Per sconfiggere il dramma dellaviolenza sulle donne. Tra le varie iniziative di questi giorni per commemorare la Giornata mondiale contro la violenza sulle donne, la Provincia e la commissione pari opportunità, con la collaborazione del Gruppo autori polesani di Rovigo, hanno organizzato un evento dal titolo “La storia siamo noi - Violenza di genere”, che si è tenuto ieri pomeriggio a palazzo Celio. Dopo un intervento di saluto del presidente della Provincia, Ivan Dall’Ara, ha aperto i lavori la presidente Cpo Antonella Bertoli, che poi ha dato la parola al prefetto di Rovigo, Maddalena De Luca.

Il prefetto ha ricordato “il dramma quotidiano che si consuma nei più disparati modi tra le mura domestiche, cominciando dalla violenza psicologica, per poi passare a quella fisica, che talora giunge alle conseguenze estreme dei femminicidi, anche se le conseguenze più devastanti - ha aggiunto - sono le ferite indelebili che produce sulle vittime”.
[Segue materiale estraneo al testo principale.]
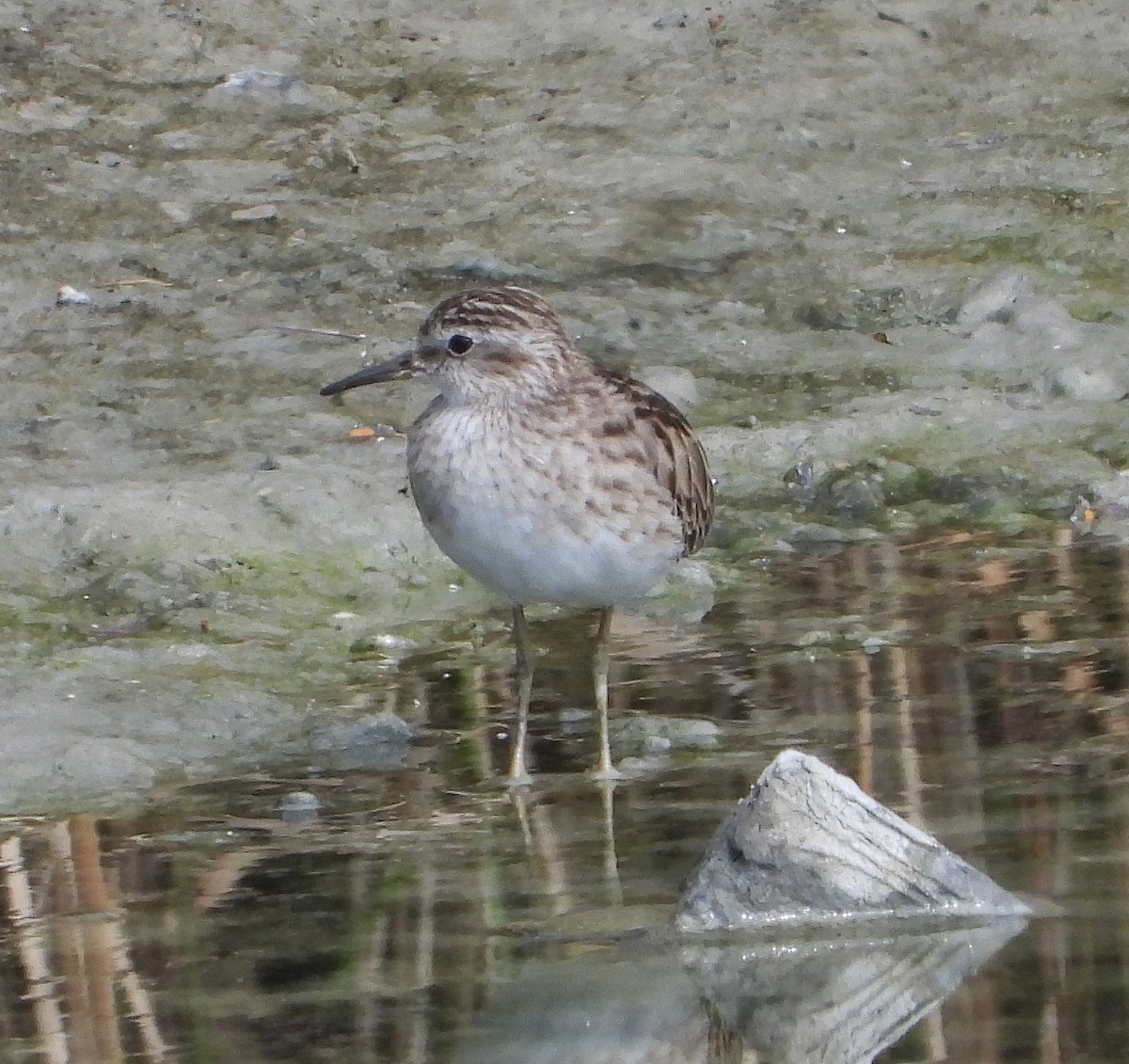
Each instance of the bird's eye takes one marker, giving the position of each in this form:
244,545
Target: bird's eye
460,344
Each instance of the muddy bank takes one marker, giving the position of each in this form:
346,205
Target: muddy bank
892,247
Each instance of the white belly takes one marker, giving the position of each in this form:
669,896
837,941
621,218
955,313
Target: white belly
539,518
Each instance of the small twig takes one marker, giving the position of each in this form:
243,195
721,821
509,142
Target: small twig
325,332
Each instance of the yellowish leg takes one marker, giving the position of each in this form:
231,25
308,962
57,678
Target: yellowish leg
601,664
518,774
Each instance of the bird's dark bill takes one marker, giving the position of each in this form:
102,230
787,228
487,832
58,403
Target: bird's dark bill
396,369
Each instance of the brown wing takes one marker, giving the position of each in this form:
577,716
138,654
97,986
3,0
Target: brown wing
675,455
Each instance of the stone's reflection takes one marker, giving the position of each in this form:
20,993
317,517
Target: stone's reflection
835,1001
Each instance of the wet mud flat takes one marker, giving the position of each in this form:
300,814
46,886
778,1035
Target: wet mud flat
880,258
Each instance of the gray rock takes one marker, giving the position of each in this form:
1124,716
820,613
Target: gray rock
807,846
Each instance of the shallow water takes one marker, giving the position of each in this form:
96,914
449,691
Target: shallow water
421,913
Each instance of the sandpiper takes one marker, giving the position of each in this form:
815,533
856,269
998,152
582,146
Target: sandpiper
543,474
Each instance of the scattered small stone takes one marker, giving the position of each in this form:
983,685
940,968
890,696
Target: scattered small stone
71,296
261,213
299,806
345,621
1088,386
260,86
179,213
378,740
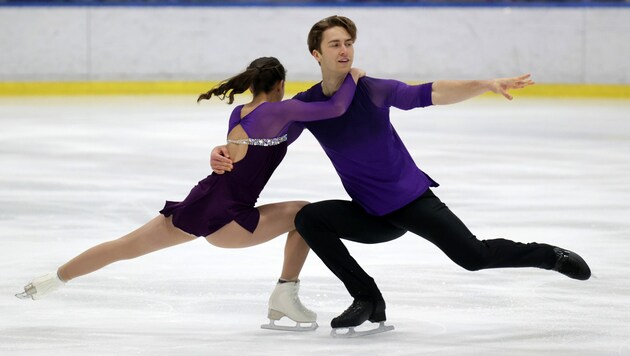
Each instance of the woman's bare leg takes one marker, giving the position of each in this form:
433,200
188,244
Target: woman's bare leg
155,235
275,219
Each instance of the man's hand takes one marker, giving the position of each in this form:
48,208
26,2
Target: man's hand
446,92
220,160
502,85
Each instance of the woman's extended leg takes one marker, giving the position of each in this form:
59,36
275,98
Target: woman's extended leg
155,235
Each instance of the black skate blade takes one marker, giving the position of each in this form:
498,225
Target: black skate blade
298,327
353,333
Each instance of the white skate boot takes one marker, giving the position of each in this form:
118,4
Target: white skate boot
284,301
41,286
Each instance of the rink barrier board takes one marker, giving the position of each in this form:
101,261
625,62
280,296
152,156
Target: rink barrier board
196,88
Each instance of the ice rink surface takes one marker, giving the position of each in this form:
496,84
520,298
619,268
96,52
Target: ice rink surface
77,171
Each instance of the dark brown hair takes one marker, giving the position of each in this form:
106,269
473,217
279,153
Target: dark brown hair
316,33
261,75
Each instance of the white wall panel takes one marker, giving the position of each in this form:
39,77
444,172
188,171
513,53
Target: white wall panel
557,45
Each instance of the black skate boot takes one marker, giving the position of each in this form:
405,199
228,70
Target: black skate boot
571,264
359,311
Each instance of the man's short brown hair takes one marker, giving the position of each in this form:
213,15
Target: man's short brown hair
316,33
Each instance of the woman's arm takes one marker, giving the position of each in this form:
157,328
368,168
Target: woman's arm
220,160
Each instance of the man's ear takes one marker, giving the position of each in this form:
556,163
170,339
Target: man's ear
317,56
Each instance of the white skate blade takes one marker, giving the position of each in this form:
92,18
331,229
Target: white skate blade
353,333
29,290
298,327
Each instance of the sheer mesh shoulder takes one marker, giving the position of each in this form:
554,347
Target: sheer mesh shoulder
387,92
274,119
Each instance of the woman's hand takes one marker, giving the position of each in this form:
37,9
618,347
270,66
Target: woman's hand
357,73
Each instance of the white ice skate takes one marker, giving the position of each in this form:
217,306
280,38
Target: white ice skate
41,287
284,301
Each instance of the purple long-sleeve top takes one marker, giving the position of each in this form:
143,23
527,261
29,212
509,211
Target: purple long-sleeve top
375,168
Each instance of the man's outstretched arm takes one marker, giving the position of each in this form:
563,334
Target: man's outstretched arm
454,91
220,160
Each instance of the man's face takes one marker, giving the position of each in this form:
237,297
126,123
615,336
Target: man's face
337,51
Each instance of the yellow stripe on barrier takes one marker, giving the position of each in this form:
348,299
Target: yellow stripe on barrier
195,88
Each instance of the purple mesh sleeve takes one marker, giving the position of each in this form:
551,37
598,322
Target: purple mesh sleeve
274,119
388,92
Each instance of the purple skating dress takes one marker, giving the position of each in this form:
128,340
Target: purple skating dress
221,198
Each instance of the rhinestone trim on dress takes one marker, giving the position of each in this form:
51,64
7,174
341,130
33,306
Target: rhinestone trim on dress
260,141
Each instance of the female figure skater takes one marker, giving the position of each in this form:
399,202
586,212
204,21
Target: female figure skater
221,207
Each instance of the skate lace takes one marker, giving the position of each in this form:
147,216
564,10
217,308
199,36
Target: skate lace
296,299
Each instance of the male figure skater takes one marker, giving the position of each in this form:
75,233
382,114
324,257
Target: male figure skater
390,194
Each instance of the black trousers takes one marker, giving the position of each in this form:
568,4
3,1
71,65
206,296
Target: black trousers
325,223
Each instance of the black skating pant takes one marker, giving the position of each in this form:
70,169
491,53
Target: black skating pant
325,223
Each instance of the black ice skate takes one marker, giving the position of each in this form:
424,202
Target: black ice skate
571,264
359,311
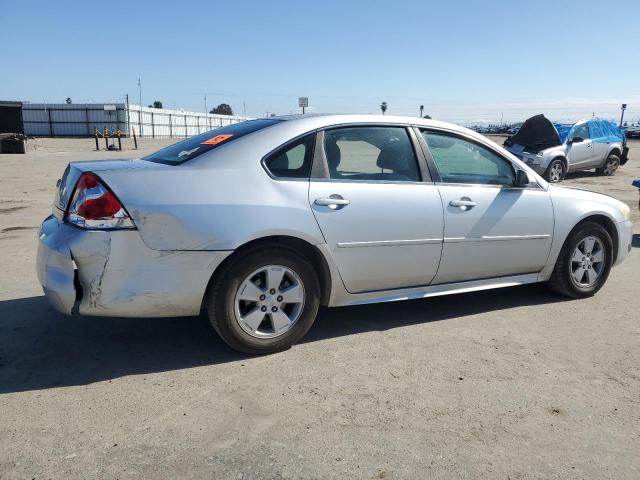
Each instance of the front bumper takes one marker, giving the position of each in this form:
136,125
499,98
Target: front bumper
113,273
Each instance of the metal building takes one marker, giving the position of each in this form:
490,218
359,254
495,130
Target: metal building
81,120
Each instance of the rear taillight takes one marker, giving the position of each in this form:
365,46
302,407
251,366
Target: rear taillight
95,206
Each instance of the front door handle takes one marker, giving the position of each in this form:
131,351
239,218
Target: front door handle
334,202
465,203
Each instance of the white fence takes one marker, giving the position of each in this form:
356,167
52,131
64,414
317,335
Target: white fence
81,120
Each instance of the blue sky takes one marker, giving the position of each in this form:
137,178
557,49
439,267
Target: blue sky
466,61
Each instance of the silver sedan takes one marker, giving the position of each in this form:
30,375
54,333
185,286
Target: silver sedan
261,222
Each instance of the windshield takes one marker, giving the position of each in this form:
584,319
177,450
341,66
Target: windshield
197,145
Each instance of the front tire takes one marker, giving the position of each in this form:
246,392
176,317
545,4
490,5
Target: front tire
584,262
264,301
555,171
610,166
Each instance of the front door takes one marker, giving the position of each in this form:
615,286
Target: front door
382,222
492,229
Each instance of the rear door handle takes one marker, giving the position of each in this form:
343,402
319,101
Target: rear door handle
464,203
333,201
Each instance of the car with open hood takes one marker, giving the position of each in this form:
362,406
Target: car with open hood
261,222
552,150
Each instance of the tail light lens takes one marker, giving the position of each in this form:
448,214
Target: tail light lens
94,206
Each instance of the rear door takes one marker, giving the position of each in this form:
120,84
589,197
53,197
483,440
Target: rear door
491,228
379,212
580,154
600,142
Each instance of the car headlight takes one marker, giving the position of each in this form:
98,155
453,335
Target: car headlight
626,211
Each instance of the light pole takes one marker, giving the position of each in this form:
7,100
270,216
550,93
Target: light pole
623,108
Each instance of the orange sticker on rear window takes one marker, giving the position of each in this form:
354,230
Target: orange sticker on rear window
217,139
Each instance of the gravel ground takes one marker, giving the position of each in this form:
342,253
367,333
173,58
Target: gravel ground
513,383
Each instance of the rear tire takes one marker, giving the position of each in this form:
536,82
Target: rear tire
584,262
555,172
264,324
610,166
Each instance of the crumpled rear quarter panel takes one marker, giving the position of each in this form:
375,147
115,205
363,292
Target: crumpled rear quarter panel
120,275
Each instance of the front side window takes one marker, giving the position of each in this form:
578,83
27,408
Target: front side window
292,160
370,154
197,145
463,161
580,131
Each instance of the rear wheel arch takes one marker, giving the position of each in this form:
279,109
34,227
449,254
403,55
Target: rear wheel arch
301,247
564,162
614,151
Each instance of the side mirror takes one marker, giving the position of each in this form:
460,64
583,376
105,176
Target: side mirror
522,179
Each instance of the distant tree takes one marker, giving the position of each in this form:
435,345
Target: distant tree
222,109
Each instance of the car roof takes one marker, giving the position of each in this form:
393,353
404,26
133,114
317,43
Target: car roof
322,120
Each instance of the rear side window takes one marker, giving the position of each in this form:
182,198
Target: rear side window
595,129
462,161
580,131
370,154
197,145
293,160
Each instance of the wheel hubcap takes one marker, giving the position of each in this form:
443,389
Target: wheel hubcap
269,301
587,262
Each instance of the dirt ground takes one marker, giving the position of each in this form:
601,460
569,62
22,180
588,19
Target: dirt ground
512,384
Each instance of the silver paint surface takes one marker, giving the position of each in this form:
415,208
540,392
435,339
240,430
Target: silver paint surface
393,241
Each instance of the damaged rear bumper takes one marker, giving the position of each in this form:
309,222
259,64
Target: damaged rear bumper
113,273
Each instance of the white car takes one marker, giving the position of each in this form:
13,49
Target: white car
261,222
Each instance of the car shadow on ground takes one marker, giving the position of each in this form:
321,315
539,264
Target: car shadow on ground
581,174
41,348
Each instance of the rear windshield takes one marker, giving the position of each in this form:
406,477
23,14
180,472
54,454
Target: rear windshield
192,147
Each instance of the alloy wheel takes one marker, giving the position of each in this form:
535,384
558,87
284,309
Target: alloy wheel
588,262
555,173
610,167
269,301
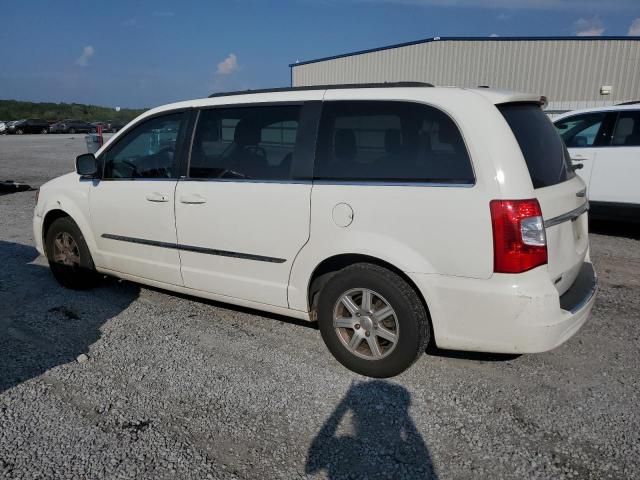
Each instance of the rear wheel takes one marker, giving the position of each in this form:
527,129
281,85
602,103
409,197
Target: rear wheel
372,320
69,257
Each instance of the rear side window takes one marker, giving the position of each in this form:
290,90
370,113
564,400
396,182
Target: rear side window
582,130
627,131
544,151
390,142
246,143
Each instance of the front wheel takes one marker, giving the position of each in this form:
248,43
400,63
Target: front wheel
372,320
68,255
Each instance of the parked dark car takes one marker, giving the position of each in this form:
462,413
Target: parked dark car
72,126
29,125
105,126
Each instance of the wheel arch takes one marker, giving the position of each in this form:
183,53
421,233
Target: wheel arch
331,265
59,211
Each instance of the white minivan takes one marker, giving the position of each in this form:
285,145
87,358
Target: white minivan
604,144
394,215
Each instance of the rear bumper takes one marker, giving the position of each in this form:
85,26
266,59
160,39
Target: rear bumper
37,233
507,313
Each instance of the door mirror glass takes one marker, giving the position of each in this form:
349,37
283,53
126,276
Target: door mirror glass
580,141
86,165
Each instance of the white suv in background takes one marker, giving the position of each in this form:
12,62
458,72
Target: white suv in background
604,144
393,215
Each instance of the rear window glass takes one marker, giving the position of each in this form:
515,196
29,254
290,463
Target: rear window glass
544,151
380,141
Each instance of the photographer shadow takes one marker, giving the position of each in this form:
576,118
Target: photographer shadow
43,325
379,439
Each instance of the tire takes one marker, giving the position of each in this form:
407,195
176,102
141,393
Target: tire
409,321
80,275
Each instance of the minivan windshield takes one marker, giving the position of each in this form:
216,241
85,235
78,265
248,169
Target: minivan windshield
544,151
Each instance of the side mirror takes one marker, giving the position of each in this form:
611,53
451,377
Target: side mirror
87,165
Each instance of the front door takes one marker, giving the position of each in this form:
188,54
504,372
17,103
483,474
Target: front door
242,212
132,206
584,134
617,168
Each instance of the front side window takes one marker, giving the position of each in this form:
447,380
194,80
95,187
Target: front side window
581,130
245,143
148,151
390,142
627,131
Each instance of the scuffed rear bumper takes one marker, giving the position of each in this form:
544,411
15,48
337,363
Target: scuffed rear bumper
507,313
37,233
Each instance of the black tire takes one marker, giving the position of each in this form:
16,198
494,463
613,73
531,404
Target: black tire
77,277
411,316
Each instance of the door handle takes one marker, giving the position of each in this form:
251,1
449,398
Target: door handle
157,197
192,199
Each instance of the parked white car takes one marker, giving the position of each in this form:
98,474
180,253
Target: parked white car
392,214
604,143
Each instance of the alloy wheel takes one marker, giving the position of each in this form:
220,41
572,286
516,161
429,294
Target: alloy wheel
366,324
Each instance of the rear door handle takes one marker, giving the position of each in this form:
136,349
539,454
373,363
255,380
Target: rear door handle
157,197
192,199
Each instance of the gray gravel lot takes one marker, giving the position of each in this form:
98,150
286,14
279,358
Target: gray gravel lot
176,387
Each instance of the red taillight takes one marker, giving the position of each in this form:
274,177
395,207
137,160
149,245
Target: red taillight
519,240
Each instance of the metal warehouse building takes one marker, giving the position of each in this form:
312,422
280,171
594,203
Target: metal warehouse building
572,72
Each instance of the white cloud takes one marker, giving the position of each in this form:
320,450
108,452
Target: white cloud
228,65
588,27
580,5
87,53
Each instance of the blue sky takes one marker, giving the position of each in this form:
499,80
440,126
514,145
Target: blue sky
146,53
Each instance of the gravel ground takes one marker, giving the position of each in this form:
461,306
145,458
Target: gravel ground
176,387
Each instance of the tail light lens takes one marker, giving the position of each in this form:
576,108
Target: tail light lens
519,239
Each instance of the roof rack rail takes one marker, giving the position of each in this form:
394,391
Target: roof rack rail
324,87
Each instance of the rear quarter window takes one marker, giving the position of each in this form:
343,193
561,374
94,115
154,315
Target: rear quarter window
544,151
387,141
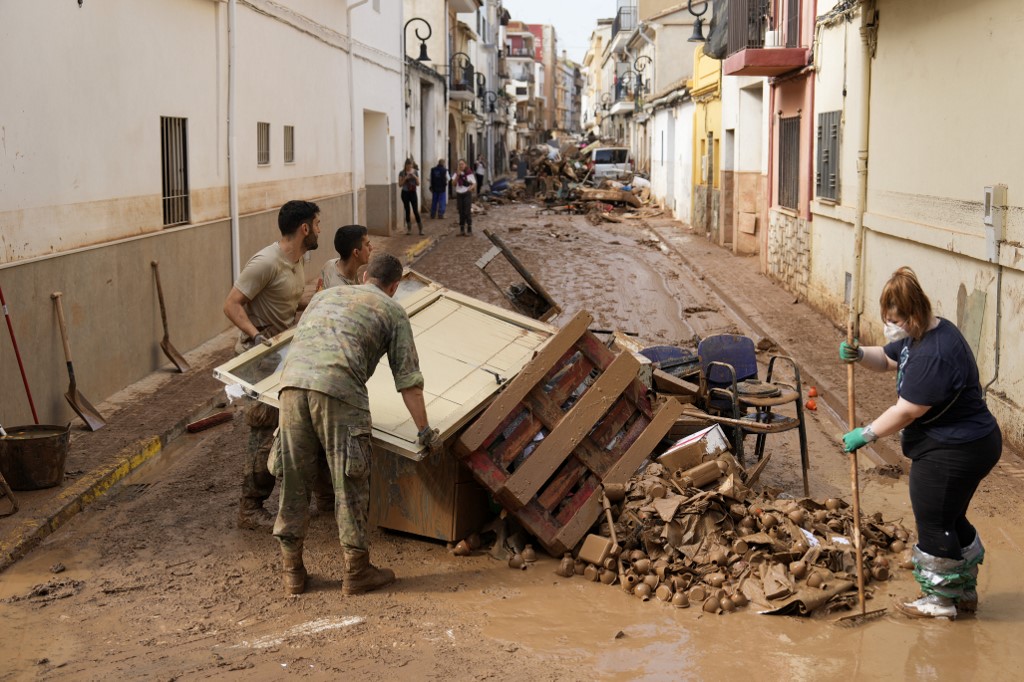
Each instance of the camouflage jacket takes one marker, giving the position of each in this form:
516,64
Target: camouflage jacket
341,339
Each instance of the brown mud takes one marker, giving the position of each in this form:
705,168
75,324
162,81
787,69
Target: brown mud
156,582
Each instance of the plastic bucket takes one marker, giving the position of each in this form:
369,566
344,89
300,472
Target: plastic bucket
33,457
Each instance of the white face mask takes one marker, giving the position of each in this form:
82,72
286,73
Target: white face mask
894,332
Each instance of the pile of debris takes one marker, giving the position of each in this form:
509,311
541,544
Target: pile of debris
705,537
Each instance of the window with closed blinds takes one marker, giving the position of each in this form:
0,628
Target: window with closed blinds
262,143
788,162
826,167
174,169
289,144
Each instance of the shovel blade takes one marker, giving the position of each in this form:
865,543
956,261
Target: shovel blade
93,420
176,357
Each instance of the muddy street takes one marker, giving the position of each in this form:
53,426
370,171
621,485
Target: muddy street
156,582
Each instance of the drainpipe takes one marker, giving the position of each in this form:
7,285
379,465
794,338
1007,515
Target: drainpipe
232,177
867,33
351,104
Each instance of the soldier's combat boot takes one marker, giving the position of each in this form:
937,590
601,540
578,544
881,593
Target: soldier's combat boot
974,556
293,570
252,516
941,582
360,576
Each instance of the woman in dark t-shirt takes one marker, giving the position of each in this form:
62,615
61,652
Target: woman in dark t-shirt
947,432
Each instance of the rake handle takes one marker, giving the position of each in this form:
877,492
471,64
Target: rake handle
854,474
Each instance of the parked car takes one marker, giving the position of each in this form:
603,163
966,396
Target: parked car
610,162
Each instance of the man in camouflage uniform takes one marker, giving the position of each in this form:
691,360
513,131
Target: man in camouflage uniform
337,345
262,303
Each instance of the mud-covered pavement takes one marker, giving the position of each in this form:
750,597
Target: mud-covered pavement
157,583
Poi la relazione di Anna Paola Bordin, rappresentante della Cpo nel comitato di pilotaggio del Centro antiviolenza del Polesine, la quale, ripercorrendo le tappe del Centro dalla nascita nel 2008 con Rovigo comune capofila e nel 2013 assunto dalla Provincia, ne ha illustrato l’attività, che si esplica in tre punti di ascolto (a Rovigo, Lendinara, Adria) e mettendo a disposizione una piccola casa-rifugio, oltre ad un’equipe multidisciplinare tutta al femminile, con lo scopo di accogliere, aiutare e proteggere, grazie anche al supporto di volontari. La Bertoli ha quindi ribadito “la necessità di educare ad una cultura del rispetto, iniziando dai più piccoli”.

Maria Pia Petrone, sostituto commissario della polizia di Stato, ha portato la testimonianza diretta sulla sua esperienza con le donne oggetto di violenza, informando che anche nel nostro territorio “è stata creata un’area dedicata ai reati subiti dalla fascia debole in merito alle due forme più frequenti: maltrattamenti in famiglia e stalking, che vengono combattuti con la prevenzione o la denuncia”.

A seguire, la lettura di componimenti poetici di alcune autrici del gruppo Autori Polesani ha introdotto la seconda parte dell’evento, in cui l’emotività è stata ingentilita dall’arte, mentre ha scosso le coscienze dei presenti il video “Contro ogni violenza...” di Antonella Bertoli, che ha ricordato com’è nata questa Giornata internazionale.

Il programma della giornata prevedeva, inoltre, la premiazione del concorso fotografico “La storia siamo noi” e l’inaugurazione dell’omonima mostra fotografica, nell’attigua sala Celio, per raccontare la storia del Polesine al femminile, ideale continuazione del percorso sul tema iniziato a marzo 2019 con il “Progetto iniziativa donna”.